What moments shaped public trust?

What memories still live in the culture?

What values endured through crises?

How can those values be retold digitally?

The future often belongs not only to the newest brand, but to the oldest brand that learns how to speak freshly.

Authenticity in the Age of Synthetic Marketing

In the era of AI generated content and hyper-targeted media, authenticity has become scarce currency. Consumers can detect hollow campaigns quickly. They reward brands whose actions align with identity. Volkswagen’s use of real workers, real facilities and a real historical campaign give the advert emotional legitimacy. It avoids the common trap of overproduced emptiness. This is increasingly vital for younger consumers who want brands to stand for something beyond transactions. Authenticity does not require perfection. It requires coherence between story, people and behaviour.

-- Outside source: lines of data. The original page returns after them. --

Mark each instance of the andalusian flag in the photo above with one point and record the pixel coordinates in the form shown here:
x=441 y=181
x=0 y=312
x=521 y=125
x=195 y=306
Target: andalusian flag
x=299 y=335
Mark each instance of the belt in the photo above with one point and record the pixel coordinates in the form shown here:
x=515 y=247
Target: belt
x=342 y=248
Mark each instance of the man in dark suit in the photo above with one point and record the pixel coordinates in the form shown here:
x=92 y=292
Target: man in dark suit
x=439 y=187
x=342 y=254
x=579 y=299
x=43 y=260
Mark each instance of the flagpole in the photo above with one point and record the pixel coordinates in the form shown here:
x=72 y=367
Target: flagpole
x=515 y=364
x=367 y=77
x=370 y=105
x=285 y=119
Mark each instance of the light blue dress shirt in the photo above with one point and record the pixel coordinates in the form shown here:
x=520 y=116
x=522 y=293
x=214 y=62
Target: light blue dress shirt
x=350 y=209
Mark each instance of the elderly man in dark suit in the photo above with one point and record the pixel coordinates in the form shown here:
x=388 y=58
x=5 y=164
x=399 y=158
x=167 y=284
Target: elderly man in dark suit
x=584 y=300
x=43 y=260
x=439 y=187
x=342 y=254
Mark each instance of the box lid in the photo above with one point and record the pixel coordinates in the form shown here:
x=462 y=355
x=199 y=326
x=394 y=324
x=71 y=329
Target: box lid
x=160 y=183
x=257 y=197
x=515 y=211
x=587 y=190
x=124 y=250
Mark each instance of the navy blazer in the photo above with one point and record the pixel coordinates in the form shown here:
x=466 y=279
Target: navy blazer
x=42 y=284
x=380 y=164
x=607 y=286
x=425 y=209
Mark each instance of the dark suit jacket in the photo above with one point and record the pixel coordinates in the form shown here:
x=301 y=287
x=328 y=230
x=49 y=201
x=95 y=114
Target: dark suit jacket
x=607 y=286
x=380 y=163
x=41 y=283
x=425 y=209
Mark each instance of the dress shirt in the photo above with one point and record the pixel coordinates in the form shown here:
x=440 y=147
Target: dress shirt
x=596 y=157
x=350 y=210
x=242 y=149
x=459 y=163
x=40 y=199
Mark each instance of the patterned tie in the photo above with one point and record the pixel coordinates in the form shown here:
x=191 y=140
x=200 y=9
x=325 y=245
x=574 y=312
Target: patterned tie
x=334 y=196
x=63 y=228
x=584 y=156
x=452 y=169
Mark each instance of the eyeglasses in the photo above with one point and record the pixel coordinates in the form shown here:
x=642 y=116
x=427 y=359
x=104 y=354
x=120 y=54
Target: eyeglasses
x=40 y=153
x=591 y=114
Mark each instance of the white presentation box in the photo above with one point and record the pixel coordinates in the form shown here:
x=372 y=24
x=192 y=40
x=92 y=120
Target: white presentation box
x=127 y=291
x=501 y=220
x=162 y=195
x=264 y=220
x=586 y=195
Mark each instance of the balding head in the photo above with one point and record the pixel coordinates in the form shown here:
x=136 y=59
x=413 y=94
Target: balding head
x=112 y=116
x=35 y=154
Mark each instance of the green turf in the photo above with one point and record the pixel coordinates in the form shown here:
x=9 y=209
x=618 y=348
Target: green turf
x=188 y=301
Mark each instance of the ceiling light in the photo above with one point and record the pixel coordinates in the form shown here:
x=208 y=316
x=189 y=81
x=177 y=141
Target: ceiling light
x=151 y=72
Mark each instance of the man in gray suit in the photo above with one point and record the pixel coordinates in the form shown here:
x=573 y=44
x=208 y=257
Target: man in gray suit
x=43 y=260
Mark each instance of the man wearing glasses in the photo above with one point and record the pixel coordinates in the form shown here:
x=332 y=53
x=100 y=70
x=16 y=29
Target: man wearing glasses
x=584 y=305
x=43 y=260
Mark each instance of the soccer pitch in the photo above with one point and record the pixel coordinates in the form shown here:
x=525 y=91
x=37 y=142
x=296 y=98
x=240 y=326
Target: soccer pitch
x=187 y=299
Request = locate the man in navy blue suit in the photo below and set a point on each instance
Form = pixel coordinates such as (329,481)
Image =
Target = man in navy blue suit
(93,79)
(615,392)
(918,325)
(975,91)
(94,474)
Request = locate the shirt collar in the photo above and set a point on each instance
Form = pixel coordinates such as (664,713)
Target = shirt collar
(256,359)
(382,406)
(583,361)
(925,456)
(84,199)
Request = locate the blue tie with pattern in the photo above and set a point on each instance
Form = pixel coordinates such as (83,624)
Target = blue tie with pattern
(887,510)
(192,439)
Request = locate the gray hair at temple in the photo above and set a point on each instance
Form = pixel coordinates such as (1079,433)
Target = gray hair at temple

South Africa’s Role in Global Brand Strategy

For multinational corporations, South Africa remains one of the continent’s most sophisticated marketing environments. Campaigns that succeed there often combine global standards with local emotional intelligence. Volkswagen’s anniversary execution demonstrates how local storytelling can strengthen multinational relevance. Rather than importing a generic global ad, the company leaned into South African memory, labour pride and social symbolism. That is smarter than standardisation. Global brands in Africa increasingly need local meaning, not merely local distribution.

The Bigger Competitive Context

The automotive industry faces structural disruption from Chinese entrants, electric vehicle transitions, rising costs and changing mobility patterns. Against that backdrop, heritage becomes a defensive moat. Competitors may match price or technology. They cannot easily replicate 75 years of embedded trust. Volkswagen appears to understand that future competition will not be won only on engineering, but on emotional relevance.

BrandiQ Verdict

Volkswagen South Africa’s revived You and Me campaign is more than anniversary advertising. It is a masterclass in how mature brands can use memory, community and authenticity to renew competitive strength. The campaign fuses classic brand equity with modern cultural relevance. It speaks to Ubuntu without preaching it. It celebrates workers without tokenism. It uses nostalgia without becoming dated. Most importantly, it reminds marketers across Africa that resilience is itself a brand story. A company that survives many decades of upheaval has already proven something valuable.

The smartest strategy is to tell that story well.